I mean, how would he (I'm assuming it's a guy for now) know that the schedule is legitimately not working? One can't just say "nope, it's not working even if you say it is!". He does say quite a bit about the mechanics of sleep and why polyphasic sleep wouldn't work by our current understanding, but what if there is something to this we just don't know about yet?

However, even with that in my mind, it just doesn't seem worth it to pursue. For anyone else, their chances of getting acclimated are some percent (if there's a chance at all), but for me and my habits and my NEED TO SLEEP FOREVER it's effectively zero percent. As much as I like experimenting with such promethean potential changes to my life, I just think this will be a collossal waste of time, especially after I read some more the lines from the end of this publication about the failed experiment blogs. I've kept some experiment logs (but not blogs... YET) about the... >.> other things I do which could potentially ruin me, and they ringed a certain "I've heard this before" note with me in that I've written such disappointed lines before. I'd quote them, but they're conveniently at the end of the article in the "doubts" and "the end" sections mostly.

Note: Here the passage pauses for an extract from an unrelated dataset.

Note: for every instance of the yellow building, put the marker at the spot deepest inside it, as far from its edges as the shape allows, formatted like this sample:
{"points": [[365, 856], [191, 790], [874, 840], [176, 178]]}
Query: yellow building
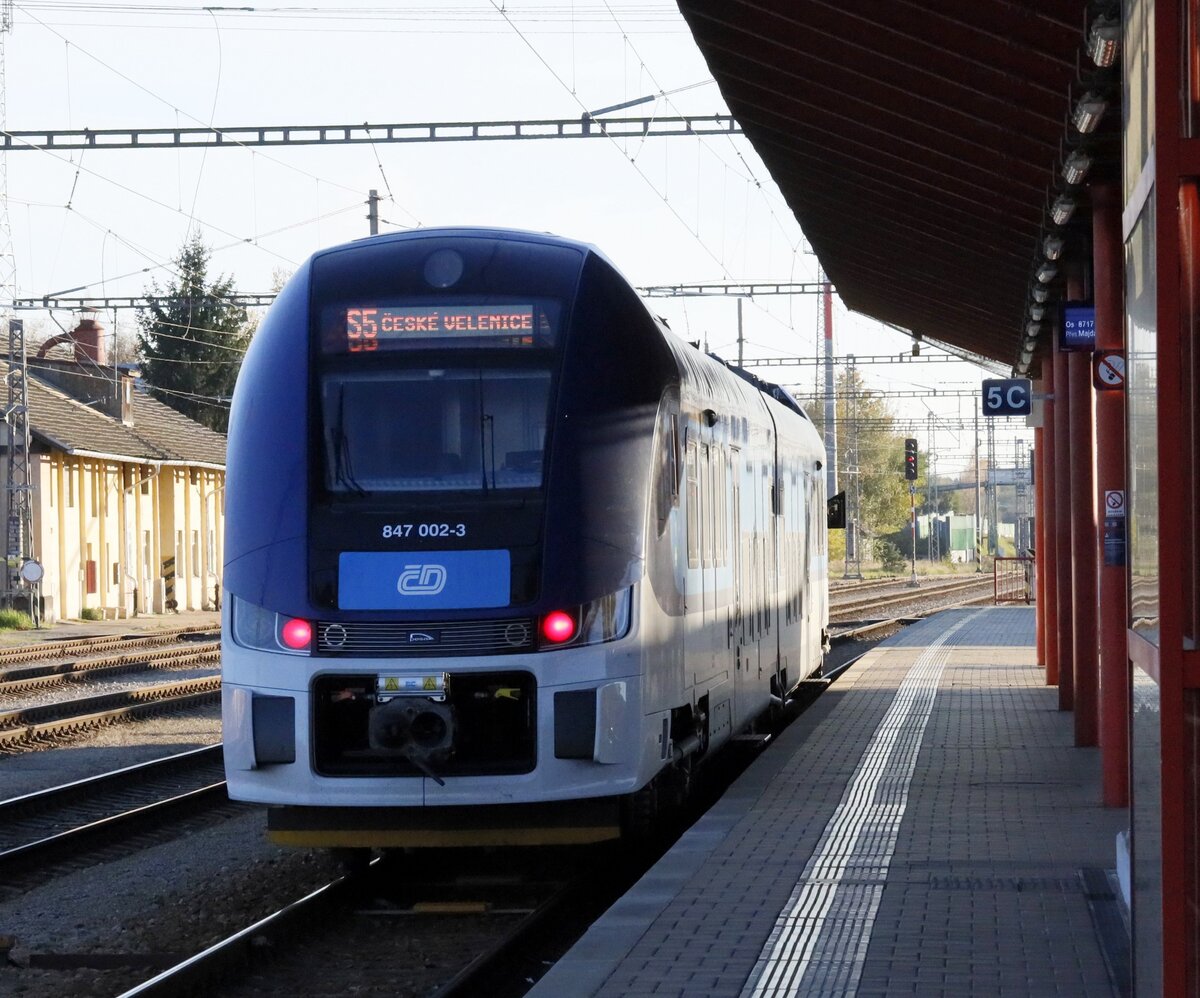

The author says that in 2005 (5 years ago), there was more rumor milling of polyphase sleep, but I haven't really heard of it until recently. I forgot where at first, but then adult swim ran some sort of bump about Da Vinci, imploring the viewer to do the same and, what else, use the extra time to watch their channel. I'm not sure if all the talk about polyphasic sleep has died down that much, it may be time for a revival.